Surgery for Bone Deformities
When long bones bow severely or fracture repeatedly, surgeons can straighten them and reinforce them from the inside with metal rods placed down the center of the bone. Traditional rods like Rush nails provided stability but had a significant drawback: children outgrow them, requiring repeated surgeries every few years.
Telescoping rods, such as the Fassier-Duval nail, solved this problem. These rods are designed in two interlocking pieces that slide apart as the bone grows, much like extending a telescope. The rod automatically lengthens with the child, maintaining support throughout skeletal development and dramatically reducing the number of surgeries needed. The procedure is performed through small incisions using real-time X-ray guidance, with targeted cuts to correct the deformity before the rod is inserted and locked into place.
Physical Activity and Mobility
The central goal of rehabilitation in OI is maintaining the highest level of physical activity possible without causing injury. This sounds like a tightrope walk, and it is. Too little activity leads to muscle weakness and further bone loss, since bones need mechanical loading to stay strong. Too much activity risks fractures. Finding the right balance is individualized and changes over time.

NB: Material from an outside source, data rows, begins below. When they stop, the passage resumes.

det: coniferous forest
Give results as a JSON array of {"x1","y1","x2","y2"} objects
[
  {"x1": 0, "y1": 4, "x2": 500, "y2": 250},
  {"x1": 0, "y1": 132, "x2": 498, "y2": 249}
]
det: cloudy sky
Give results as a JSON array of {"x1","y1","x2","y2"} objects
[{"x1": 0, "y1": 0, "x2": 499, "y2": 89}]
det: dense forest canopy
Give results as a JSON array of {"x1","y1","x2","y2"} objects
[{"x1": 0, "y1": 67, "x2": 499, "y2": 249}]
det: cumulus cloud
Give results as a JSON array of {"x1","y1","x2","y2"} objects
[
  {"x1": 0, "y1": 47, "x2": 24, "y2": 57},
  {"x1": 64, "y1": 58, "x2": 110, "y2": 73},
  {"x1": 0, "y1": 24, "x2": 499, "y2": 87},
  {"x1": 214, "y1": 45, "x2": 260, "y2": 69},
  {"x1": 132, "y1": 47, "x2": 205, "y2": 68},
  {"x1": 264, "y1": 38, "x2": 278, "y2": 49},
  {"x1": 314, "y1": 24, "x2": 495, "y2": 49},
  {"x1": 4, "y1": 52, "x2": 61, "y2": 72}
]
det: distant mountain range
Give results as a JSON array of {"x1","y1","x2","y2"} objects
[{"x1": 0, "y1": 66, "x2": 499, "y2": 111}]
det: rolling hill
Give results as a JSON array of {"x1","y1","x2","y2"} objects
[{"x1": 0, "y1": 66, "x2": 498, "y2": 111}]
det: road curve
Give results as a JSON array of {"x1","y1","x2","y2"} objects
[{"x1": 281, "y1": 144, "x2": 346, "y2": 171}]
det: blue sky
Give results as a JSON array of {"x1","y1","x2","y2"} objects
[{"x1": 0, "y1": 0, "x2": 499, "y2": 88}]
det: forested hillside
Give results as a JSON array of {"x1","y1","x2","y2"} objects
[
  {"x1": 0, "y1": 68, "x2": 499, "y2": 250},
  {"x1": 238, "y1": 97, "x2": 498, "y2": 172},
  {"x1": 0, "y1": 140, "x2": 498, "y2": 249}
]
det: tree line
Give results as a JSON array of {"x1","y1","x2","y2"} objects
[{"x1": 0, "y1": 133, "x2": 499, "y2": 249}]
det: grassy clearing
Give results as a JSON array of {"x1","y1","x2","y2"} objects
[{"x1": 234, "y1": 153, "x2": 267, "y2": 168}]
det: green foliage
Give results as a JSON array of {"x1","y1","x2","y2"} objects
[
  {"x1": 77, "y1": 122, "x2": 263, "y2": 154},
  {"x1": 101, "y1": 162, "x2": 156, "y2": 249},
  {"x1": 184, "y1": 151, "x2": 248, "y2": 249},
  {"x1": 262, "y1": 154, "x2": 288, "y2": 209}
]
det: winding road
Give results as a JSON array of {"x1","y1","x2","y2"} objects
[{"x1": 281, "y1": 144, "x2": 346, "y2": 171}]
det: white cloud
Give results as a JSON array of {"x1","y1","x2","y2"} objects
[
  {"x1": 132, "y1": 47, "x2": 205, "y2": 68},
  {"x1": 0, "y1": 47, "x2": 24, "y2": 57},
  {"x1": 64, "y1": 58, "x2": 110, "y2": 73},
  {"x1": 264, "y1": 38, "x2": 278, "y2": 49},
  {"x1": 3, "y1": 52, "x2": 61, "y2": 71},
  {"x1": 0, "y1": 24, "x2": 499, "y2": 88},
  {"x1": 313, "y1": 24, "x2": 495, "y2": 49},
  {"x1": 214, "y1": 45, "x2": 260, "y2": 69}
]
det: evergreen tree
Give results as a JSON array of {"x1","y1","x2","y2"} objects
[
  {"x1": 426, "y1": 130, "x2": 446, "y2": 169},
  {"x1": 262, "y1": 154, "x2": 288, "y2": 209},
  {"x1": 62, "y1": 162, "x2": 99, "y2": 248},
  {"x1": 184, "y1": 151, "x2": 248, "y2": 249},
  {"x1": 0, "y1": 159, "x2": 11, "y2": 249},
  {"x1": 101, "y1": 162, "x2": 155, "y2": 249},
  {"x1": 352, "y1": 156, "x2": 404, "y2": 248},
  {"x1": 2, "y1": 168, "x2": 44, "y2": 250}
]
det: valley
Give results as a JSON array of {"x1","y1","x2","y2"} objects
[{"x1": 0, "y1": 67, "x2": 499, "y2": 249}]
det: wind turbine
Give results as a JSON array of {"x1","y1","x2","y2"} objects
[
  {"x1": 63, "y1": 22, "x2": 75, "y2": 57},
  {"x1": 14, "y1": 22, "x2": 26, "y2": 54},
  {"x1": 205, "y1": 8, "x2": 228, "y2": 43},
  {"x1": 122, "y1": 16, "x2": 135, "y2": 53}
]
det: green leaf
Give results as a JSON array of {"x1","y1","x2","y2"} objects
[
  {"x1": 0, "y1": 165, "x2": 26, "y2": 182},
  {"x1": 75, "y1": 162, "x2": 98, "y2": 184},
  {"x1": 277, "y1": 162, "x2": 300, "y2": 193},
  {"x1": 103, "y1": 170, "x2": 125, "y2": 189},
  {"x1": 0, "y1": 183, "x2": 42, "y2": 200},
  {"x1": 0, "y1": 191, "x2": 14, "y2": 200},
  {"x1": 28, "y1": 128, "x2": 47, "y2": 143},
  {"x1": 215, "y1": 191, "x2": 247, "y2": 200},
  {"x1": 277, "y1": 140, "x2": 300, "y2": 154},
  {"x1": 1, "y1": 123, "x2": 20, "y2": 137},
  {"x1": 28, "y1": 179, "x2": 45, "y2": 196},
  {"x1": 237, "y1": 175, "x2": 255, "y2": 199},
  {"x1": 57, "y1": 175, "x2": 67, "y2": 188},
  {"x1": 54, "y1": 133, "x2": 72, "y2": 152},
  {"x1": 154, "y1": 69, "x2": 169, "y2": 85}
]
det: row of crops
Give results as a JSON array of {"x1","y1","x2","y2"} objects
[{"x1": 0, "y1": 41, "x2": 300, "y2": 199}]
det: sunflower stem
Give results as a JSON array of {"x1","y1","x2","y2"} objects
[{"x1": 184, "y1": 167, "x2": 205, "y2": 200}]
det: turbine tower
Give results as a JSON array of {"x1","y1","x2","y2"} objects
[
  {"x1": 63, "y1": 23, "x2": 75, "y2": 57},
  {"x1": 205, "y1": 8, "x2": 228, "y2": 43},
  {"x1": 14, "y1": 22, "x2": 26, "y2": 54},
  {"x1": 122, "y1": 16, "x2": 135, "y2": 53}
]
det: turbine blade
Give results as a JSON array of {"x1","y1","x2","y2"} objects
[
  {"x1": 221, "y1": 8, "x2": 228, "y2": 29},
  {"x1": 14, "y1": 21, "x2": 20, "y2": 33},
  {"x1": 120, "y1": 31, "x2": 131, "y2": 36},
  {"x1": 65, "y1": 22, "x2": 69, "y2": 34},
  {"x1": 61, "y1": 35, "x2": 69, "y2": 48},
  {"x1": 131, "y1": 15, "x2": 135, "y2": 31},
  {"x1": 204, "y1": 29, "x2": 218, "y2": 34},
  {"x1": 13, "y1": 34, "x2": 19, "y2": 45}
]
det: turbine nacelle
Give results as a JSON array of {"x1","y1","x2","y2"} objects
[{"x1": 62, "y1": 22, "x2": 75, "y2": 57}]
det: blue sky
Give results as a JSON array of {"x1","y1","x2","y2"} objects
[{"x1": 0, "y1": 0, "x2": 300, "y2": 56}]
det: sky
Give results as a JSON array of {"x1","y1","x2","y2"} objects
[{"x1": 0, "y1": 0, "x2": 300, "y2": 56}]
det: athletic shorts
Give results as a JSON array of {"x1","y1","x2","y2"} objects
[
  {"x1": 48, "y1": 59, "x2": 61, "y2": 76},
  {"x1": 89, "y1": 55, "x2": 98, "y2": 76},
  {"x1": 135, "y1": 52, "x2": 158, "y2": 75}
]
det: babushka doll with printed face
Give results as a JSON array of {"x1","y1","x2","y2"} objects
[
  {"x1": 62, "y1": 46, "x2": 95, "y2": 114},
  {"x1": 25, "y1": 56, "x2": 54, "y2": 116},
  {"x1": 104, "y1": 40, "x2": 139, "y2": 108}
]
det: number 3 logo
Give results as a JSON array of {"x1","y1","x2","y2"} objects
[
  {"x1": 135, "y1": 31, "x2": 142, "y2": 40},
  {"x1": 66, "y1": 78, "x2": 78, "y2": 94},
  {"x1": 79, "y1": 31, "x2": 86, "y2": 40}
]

Mobility varies enormously by type. Nearly all people with Type I walk independently on all surfaces, and only about 4% use any assistive device. For Type III, the picture is very different: most people rely on a wheelchair or walker, especially for longer distances, with 40% requiring assistive devices. Type IV falls in between, with about 24% needing devices, most commonly a walker.
Rehabilitation for mild to moderate OI focuses on building enough strength and endurance to promote independence. For more severe forms, the focus shifts toward safe positioning, transfers, and maximizing whatever independent movement is possible. Swimming and water-based exercise are popular choices across severity levels because water supports body weight while still allowing muscles and bones to work.